Uma reunião ainda sem data definida entre representantes do comércio bauruense e dirigentes da Escola Técnica Estadual (Etec) Astor de Mattos Carvalho, de Cabrália Paulista, deverá resultar no lançamento de um curso voltado para a formação de vendedores.
Apesar da economia da cidade ser fortemente influenciada pelo setor comercial, não há mão de obra especializada no mercado. A formação e a especialização dos funcionários fica a cargo dos próprios estabelecimentos.
Para o presidente da Associação Comercial e Industrial de Bauru (Acib), Cássio Carvalho, essa é uma iniciativa de suma importância para o setor, uma vez que o comércio não conta com trabalhadores preparados para suprir as necessidades do mercado.
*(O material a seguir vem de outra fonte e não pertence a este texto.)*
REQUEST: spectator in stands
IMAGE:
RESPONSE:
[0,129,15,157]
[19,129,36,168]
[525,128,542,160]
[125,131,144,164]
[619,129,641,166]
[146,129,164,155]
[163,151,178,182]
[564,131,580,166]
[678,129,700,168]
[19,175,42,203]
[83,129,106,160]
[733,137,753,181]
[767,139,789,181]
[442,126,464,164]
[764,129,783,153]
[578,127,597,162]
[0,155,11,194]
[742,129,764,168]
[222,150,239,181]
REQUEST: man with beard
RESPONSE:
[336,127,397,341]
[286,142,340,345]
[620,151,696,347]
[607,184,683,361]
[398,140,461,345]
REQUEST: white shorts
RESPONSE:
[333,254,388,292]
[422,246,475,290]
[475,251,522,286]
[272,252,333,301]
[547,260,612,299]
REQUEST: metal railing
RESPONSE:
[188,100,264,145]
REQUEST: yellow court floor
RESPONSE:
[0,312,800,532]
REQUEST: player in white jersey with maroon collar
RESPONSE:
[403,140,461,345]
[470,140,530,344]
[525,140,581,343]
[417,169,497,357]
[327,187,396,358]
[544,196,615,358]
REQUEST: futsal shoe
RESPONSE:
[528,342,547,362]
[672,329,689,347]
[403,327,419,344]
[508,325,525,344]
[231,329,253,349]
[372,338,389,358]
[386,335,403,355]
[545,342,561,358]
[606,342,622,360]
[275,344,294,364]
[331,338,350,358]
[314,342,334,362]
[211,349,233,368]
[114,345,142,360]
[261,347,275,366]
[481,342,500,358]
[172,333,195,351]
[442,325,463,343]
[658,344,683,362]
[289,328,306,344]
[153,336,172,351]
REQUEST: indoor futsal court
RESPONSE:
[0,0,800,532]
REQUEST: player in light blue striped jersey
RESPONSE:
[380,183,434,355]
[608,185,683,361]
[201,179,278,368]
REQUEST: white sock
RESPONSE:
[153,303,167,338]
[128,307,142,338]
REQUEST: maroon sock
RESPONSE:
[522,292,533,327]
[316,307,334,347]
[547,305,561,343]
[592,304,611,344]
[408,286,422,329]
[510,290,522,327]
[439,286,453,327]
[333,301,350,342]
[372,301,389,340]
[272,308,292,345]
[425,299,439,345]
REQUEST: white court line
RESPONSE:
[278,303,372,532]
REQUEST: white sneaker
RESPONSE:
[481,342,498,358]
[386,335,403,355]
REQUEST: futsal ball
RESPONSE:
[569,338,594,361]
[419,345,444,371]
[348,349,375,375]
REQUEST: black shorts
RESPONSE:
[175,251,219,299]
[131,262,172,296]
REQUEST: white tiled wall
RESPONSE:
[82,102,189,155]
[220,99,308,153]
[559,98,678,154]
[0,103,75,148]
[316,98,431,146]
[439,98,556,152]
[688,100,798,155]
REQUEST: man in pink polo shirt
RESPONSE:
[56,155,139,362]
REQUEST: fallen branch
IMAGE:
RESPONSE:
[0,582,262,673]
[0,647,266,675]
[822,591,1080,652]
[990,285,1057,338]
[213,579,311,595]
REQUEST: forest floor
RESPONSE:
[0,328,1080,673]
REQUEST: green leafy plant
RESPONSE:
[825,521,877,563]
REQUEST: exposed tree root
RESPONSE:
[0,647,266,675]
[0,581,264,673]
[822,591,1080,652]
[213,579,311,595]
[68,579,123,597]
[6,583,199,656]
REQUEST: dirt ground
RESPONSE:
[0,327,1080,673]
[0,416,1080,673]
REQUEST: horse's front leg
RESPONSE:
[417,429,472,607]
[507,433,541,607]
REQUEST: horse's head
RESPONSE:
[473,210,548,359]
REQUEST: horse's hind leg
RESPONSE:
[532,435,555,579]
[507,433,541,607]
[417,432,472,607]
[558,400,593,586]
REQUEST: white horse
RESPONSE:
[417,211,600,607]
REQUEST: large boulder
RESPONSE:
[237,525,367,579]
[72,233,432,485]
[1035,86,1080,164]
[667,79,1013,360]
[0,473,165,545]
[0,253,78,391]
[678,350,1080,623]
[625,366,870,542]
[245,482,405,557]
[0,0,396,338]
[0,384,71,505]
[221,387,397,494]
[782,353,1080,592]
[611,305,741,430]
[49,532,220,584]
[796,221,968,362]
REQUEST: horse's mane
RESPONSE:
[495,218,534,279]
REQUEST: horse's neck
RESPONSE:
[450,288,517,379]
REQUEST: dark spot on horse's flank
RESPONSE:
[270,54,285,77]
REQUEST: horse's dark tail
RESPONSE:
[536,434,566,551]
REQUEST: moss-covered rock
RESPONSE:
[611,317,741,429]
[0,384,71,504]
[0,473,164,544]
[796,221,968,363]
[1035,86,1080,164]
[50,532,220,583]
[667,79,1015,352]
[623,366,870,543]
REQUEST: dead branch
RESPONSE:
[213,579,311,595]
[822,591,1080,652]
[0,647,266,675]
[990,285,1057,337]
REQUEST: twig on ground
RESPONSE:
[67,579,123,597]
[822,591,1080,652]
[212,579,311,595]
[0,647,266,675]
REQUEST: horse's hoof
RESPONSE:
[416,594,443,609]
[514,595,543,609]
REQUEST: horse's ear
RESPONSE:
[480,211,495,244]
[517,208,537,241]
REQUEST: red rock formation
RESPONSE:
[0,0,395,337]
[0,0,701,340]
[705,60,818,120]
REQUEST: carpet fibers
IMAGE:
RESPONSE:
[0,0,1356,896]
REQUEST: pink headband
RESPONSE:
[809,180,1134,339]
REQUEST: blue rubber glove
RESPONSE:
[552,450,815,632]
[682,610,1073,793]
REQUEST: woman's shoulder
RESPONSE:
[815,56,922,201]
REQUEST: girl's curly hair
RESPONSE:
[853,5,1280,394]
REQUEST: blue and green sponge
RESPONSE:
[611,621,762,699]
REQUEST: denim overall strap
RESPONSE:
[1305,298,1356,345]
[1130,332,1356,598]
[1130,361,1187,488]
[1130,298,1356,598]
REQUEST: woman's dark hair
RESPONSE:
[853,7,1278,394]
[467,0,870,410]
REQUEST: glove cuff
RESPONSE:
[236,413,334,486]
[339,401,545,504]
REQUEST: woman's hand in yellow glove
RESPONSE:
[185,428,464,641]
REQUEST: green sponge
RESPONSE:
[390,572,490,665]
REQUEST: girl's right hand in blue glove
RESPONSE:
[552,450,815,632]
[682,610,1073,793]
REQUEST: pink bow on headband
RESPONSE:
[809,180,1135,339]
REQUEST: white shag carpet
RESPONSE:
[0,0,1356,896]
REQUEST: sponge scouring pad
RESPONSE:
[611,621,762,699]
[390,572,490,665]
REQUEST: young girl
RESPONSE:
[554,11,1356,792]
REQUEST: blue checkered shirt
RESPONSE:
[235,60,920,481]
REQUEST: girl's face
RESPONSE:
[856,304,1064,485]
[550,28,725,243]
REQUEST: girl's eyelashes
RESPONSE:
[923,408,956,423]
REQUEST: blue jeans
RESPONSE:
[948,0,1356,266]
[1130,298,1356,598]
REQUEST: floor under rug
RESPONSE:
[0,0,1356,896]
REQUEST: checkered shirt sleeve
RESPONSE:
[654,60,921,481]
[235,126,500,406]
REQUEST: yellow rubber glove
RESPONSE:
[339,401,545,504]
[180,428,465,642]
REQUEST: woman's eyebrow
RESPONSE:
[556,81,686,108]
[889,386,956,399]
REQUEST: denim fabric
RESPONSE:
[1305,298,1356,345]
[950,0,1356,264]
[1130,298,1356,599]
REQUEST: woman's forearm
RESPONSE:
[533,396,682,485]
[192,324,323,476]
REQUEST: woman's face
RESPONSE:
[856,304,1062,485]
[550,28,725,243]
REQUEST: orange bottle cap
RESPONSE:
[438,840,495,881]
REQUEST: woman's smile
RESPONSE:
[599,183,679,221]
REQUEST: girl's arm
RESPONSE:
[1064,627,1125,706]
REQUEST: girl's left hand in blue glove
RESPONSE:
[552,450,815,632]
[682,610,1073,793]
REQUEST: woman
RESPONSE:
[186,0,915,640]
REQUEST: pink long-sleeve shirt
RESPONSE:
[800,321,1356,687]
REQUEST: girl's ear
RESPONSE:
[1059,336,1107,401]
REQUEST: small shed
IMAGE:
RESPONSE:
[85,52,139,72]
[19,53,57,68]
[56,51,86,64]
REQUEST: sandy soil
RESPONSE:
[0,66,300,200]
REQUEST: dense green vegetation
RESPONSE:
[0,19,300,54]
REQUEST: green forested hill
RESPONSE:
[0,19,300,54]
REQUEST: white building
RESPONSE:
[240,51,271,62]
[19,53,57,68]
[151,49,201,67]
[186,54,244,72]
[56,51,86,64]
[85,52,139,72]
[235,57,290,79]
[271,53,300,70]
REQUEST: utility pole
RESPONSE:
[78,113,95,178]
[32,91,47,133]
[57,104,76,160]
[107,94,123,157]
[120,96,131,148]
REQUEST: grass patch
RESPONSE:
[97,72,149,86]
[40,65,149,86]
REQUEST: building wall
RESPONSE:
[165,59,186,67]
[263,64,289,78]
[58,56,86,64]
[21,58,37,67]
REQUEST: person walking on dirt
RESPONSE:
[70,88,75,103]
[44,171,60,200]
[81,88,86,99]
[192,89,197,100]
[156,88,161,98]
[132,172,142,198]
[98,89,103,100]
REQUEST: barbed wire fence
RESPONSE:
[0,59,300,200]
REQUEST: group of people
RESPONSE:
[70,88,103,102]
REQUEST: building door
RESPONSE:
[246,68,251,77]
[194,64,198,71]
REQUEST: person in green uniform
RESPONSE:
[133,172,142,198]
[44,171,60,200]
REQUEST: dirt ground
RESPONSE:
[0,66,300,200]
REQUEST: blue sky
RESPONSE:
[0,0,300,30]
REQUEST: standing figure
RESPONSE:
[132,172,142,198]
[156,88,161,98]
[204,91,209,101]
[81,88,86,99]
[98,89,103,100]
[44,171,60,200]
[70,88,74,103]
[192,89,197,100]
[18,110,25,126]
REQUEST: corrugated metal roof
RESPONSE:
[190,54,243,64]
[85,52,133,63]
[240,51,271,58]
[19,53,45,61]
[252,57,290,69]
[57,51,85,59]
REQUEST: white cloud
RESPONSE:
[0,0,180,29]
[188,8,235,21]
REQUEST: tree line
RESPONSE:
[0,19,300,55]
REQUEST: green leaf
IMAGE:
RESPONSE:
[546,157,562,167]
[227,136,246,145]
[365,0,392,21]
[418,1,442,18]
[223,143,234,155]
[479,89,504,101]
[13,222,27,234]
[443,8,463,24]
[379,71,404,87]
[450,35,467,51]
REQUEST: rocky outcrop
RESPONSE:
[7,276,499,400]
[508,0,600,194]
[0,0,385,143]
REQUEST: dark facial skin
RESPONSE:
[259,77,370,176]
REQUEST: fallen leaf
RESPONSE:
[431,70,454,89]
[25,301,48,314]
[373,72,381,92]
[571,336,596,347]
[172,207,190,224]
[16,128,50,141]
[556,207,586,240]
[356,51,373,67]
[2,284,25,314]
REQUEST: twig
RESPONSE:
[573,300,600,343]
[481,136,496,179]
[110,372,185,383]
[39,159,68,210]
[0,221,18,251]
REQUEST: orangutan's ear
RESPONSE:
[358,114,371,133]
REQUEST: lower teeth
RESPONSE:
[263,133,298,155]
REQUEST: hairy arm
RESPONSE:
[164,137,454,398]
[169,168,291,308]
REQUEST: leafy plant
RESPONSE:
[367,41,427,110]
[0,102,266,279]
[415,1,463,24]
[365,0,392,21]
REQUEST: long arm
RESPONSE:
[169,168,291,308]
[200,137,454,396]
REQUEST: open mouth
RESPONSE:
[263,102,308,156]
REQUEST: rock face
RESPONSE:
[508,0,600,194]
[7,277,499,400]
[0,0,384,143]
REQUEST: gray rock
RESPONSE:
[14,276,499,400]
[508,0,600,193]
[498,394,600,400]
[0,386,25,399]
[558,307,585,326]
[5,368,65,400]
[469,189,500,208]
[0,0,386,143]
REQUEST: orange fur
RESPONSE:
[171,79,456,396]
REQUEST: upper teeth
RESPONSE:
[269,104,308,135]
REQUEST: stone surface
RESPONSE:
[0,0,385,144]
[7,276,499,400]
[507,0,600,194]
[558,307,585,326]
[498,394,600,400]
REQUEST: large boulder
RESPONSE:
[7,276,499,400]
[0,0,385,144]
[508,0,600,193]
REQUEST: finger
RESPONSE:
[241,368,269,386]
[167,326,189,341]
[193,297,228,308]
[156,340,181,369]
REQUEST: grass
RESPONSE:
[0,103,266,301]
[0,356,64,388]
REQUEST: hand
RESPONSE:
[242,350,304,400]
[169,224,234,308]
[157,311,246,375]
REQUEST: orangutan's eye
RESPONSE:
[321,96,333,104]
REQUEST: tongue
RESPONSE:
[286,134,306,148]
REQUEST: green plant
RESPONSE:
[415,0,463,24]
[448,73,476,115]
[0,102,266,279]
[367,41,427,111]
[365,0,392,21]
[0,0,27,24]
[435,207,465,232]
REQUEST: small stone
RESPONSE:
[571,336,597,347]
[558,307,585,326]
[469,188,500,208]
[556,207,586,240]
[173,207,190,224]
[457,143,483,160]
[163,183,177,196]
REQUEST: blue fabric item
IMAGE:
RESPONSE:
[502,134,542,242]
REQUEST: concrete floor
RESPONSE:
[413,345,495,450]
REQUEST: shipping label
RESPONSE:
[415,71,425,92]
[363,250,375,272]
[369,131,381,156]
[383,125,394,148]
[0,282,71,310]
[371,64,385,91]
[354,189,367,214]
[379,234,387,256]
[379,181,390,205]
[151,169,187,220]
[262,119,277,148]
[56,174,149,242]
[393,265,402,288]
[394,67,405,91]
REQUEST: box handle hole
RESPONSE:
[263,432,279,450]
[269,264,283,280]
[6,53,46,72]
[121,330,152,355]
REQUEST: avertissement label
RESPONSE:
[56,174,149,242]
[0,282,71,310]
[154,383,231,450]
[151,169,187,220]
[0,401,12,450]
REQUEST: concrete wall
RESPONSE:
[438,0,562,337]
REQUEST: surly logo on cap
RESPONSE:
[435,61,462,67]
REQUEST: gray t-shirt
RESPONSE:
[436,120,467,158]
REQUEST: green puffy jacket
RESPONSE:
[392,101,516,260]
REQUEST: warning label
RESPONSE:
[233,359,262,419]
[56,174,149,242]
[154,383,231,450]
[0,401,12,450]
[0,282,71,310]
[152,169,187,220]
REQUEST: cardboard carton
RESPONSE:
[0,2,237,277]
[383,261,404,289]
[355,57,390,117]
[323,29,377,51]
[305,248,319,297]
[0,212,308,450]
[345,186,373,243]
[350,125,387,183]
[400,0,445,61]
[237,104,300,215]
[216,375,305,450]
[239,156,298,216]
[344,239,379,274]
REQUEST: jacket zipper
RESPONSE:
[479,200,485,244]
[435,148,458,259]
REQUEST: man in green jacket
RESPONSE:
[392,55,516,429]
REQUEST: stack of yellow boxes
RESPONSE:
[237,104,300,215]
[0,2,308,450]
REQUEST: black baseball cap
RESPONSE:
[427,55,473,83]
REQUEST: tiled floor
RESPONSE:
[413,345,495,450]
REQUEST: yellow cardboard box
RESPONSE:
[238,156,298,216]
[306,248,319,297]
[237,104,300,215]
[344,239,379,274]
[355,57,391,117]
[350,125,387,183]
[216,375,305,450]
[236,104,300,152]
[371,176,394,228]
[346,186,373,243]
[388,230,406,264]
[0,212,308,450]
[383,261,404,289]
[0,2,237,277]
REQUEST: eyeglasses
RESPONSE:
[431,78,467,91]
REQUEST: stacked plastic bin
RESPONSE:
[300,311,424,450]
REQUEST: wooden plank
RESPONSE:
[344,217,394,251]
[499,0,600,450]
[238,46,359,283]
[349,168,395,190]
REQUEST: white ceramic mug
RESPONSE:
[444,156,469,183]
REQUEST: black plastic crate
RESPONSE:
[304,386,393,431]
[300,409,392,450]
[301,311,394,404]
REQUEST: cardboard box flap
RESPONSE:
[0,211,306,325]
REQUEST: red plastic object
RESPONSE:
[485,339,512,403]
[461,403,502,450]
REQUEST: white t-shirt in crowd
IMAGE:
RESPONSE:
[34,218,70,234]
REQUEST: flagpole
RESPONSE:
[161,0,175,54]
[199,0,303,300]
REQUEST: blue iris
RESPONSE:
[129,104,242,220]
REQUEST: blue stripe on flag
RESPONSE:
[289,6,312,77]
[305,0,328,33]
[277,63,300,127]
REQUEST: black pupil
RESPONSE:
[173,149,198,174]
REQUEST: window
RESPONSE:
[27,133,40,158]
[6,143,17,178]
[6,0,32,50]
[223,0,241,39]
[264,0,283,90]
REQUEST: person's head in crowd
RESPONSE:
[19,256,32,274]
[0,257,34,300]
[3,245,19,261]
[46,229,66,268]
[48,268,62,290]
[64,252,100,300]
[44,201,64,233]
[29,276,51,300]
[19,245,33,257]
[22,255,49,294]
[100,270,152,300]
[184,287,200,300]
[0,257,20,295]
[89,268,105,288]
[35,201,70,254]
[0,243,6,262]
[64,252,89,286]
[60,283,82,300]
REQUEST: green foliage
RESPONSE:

“É muito difícil formar mão de obra. Temos de nos preocupar com outras coisas. Se tiver uma escola para formar esses trabalhadores será excelente”, afirma. “Assim como a indústria tem o Senai formando mão de obra especializada, nós gostaríamos de ter a Etec formando gente capacitada para atuar no comércio também”, diz.
Caberia às lojas apenas aprimorar o atendimento de acordo com a especialidade de cada uma. O curso serviria para dar uma noção geral de como funciona o comércio, o crediário e o relacionamento com o cliente. “Ajudaria muito se os funcionários novos já soubessem como tratar o consumidor e como abordá-lo. Restaria à loja ensinar o seu padrão de atendimento. A noção geral o funcionário já chegaria sabendo.”
Segundo ele, tem muitos funcionários bons no comércio, mas muitos deixam a desejar e essa deficiência poderia ser contornada com a ajuda da escola.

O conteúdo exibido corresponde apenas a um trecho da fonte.